IPCRは、WCRPの韓国国内委員会であるKCRP(韓国宗教人平和会議)の平和活動法人。同セミナーは、日中韓の宗教者らが東北アジアの諸課題を語り、平和共同体の樹立に向けて具体的な方策を探ることを目的に、2009年から毎年実施されています。今年、日本で初めて開催され、WCRP日本委員会が受け入れにあたりました。
今回は『東北アジア平和共同体構築のための課題と実践』をテーマに掲げ、公開講座やセッションが行われました。
5日の公開講座には同日本委の賛助会員ら約100人が参加。KCRPのキム・ヨンジュ共同会長(韓国キリスト教協議会総幹事)、CCRP(中国宗教者和平委員会)の黄信阳(ファンシンアン)副事務総長(中国道教協会副会長)、眞田氏がそれぞれ基調発題を行いました。

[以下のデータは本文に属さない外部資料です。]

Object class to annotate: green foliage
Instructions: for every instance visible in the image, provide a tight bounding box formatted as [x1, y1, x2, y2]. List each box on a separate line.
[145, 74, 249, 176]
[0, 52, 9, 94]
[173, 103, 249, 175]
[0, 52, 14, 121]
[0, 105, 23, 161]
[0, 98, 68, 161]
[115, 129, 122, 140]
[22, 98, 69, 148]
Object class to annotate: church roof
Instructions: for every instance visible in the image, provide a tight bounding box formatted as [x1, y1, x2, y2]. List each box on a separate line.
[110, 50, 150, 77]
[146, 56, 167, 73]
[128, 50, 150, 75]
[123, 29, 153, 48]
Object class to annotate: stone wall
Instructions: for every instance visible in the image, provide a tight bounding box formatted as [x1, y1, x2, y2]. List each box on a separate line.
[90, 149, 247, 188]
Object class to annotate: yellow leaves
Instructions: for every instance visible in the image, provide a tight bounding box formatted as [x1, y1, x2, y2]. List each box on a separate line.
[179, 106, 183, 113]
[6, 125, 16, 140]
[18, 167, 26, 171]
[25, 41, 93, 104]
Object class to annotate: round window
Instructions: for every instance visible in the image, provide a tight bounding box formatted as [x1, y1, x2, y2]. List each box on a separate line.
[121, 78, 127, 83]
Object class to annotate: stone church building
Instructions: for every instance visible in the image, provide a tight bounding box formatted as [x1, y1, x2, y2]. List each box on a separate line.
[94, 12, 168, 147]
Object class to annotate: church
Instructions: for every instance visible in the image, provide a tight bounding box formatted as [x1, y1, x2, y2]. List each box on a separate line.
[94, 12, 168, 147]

この中で、キム師は日本、中国、韓国は歴史的にも地理的にも関係が深く、別々に歩むことは難しいと主張。だからこそ宗教者は、三国間に存在する諸課題から目をそらさず、肯定的な態度で向き合うべきと話しました。その上で、人類の幸福に奉仕する共同体構築のため、平和と正義を呼びかけ続けることが必要と訴えました。

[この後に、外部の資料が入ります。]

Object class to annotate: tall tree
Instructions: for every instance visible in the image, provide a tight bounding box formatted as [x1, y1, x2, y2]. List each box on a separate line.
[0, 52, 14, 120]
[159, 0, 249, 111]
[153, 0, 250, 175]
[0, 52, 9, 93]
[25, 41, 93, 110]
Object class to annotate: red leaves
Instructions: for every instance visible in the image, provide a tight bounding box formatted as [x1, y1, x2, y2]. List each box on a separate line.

黄師は、中国佛教協会の会長を務めた趙樸初師と庭野日敬開祖との交流を述懐。日中両国の友好に貢献し、深い友情によって結ばれた二人の平和精神をいま一度学ぶことの重要性を強調しました。
眞田氏は、自然環境やエネルギー問題は世界に共通する普遍的課題であると指摘。宗教者は個人の救済にとどまらず、市民社会、政府、国際機関など多様な分野の人々と語り合い、普遍的課題に取り組むことが必要との認識を示しました。
公開講座に続いて、『いのちと自然環境』『いのちと国際協力』をテーマにそれぞれセッションが行われ、基調発題、3カ国代表からの発題に続き、討議が行われました。
この中で、人と自然は一つであるという中国の「天人合一」と同じ思想が日韓両国にも存在し、それが宗教的価値観とも通ずることが確認されました。また、日本の原発事故や憲法改正問題は東北アジア全体の関心事であり、すべてのいのちを守るために「倫理改革」を行うべきとの意見も出されました。さらに、祈りの集いや平和キャンペーン、平和教育といった具体的なアクションプランが示され、実施に向けた専門チームの設立が提案されました。